The next day Ms C was reviewed by a different consultant who said that the sigmoidoscopy was not necessary and that it would be better for her treatment to be undertaken at her home hospital, where she had previously been treated for a condition involving her intestines. No treatment was provided for Ms C's constipation; her pain was not sufficiently addressed; and when she was discharged on the Saturday, she was told to self-refer to the hospital nearer her home (in another board area) for treatment on the following Monday.

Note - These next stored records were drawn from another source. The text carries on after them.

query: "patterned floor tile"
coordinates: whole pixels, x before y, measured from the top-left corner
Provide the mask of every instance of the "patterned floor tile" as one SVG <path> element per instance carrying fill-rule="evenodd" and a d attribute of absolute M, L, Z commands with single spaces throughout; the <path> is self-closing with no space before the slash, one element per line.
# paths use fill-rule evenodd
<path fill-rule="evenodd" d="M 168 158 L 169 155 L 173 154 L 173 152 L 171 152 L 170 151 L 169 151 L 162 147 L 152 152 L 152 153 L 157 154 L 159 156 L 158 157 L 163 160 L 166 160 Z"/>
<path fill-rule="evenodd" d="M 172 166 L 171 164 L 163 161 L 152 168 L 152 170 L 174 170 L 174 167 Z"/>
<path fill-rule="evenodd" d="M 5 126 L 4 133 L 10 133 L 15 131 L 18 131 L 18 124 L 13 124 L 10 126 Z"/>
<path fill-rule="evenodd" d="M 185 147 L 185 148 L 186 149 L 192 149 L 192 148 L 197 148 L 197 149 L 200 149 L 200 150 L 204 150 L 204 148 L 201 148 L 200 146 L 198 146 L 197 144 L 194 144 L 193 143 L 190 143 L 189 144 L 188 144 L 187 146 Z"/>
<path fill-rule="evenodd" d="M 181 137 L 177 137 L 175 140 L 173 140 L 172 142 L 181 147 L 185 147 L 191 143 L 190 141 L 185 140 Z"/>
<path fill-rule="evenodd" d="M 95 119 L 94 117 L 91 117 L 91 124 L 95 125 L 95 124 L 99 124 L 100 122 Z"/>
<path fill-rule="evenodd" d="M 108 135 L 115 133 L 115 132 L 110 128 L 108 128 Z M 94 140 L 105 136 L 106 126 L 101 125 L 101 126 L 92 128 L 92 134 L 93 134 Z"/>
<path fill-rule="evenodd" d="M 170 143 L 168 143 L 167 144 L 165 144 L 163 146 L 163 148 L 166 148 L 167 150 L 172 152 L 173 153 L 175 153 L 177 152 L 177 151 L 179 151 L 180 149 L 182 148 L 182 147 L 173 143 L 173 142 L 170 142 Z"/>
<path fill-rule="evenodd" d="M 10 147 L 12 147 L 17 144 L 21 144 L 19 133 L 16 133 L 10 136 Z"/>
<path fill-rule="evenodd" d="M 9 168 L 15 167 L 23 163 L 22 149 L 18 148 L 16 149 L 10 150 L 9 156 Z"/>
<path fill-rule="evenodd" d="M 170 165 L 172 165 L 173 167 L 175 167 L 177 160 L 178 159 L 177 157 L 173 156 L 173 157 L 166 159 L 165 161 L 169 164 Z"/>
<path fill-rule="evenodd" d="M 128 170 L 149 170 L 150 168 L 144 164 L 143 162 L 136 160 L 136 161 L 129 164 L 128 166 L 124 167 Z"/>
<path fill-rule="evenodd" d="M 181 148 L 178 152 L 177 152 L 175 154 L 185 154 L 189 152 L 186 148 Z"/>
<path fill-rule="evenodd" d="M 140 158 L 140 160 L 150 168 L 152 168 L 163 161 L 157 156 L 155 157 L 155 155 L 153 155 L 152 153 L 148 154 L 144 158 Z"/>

We took independent advice from one of the our medical advisers and a nursing adviser who were of the view that Ms C's condition could and should have been investigated and treated at the hopsital. The medical adviser was of the view that if the team at the hospital felt specialist input was needed from a hospital in another board, Ms C should have been transferred there in a formal process rather than told to self-refer. The result was that Ms C's condition went untreated from Thursday to the next Tuesday as Ms C was admitted to the hospital in another board area on the Monday but there was then a delay in sending the result of a scan done in the hospital to another hospital nearer Ms C’s home.

Ms C also complained that some of the responses from the board to her complaint were inaccurate and this was upheld as some of the matters referred to were not documented in the clinical notes.

Recommendations

We recommended that the board:

  • take action to remind all staff involved in this complaint of the importance of effectively monitoring, recording and addressing patients' pain;
  • ensure all the staff involved are made aware of the findings in this case;
  • give consideration to formulating guidelines on adequate arrangements for patients being discharged for on-going care which is expected to take place at a different institution;
  • remind all staff involved in this complaint of the importance of effectively monitoring, investigating, recording and addressing patients' care and treatment;
  • remind all staff involved in this complaint of the importance of accurately responding to complaints, based on the clinical records and other evidence available; and
  • issue an additional written apology for the failings identified during this investigation.